Derzeit geht es aufwärts: Nach kühlen, verregneten oder auch verschneiten Tagen geht es mit den Temperaturen in den kommenden Tagen kontinuierlich bergauf. Bis Donnerstag sind 24 Grad Celsius möglich. Diese Woche dreht der Wind jedoch – von der kalten Nordströmung auf eine spürbar wärmere Luft aus Westen und Süden. Das Ergebnis: "Auch in bergnahen Gebieten und Tälern hat es zumindest zweistellige Plusgrade", sagt Hannes Rieder von der Zentralanstalt für Meteorologie und Geodynamik (ZAMG). Ideal für Ausflüge oder die finalen Schwünge beim Osterskilauf.

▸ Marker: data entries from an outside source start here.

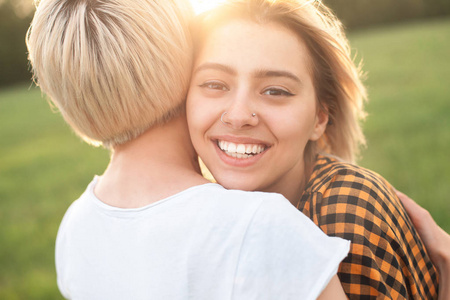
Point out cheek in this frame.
[186,93,215,141]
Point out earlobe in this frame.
[309,109,329,141]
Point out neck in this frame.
[95,115,208,208]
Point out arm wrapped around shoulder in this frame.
[301,159,438,299]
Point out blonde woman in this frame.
[27,0,349,300]
[187,0,438,299]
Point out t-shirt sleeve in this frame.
[233,194,350,299]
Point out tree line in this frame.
[0,0,450,87]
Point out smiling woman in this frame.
[187,0,437,299]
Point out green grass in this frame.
[0,86,109,299]
[0,19,450,299]
[350,19,450,232]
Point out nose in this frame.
[220,97,259,129]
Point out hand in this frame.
[396,191,450,300]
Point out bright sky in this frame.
[190,0,225,14]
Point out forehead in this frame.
[196,19,310,72]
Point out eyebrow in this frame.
[254,70,302,84]
[193,62,302,84]
[194,63,237,75]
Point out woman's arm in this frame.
[397,191,450,300]
[317,275,348,300]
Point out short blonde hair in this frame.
[26,0,193,147]
[193,0,366,162]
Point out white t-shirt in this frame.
[56,178,350,300]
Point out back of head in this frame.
[27,0,192,147]
[194,0,366,161]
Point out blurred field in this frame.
[0,19,450,299]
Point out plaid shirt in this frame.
[299,155,438,299]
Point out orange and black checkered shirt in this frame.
[299,155,438,299]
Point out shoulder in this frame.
[305,156,401,211]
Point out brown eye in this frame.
[199,81,228,91]
[262,88,294,97]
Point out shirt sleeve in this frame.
[233,194,350,299]
[311,173,436,299]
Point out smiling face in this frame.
[187,20,327,201]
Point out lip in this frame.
[211,136,271,168]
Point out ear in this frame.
[309,108,329,141]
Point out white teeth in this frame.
[236,144,245,154]
[217,141,266,158]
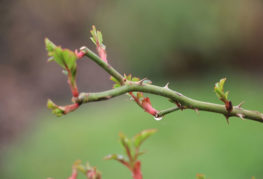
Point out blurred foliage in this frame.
[97,0,262,77]
[0,78,263,179]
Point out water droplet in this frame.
[154,117,163,121]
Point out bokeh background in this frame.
[0,0,263,179]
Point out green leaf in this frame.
[97,31,103,45]
[142,80,152,84]
[133,129,157,148]
[214,78,229,102]
[119,133,131,151]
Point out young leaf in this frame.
[133,129,157,148]
[214,78,229,102]
[119,133,131,151]
[104,154,124,161]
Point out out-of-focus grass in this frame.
[4,79,263,179]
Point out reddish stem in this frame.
[132,161,142,179]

Der Mittwoch sollte laut Rieder jedenfalls frühsommerlich werden. Hoher Luftdruck sorgt überwiegend für trockenes und warmes Wetter. Trotzdem bleibt es nicht immer ungetrübt, denn neuerlich sorgt Saharastaub in der Atmosphäre für diffuses rötliches Licht. Der Wind aus Ost bis Süd weht vor allem im Wiener Becken und am Alpenostrand lebhaft. Nach null bis neun Grad in der Früh steigen die Temperaturen tagsüber wieder auf 17 bis 24 Grad an, im Westen Österreichs kann es sogar noch etwas wärmer werden.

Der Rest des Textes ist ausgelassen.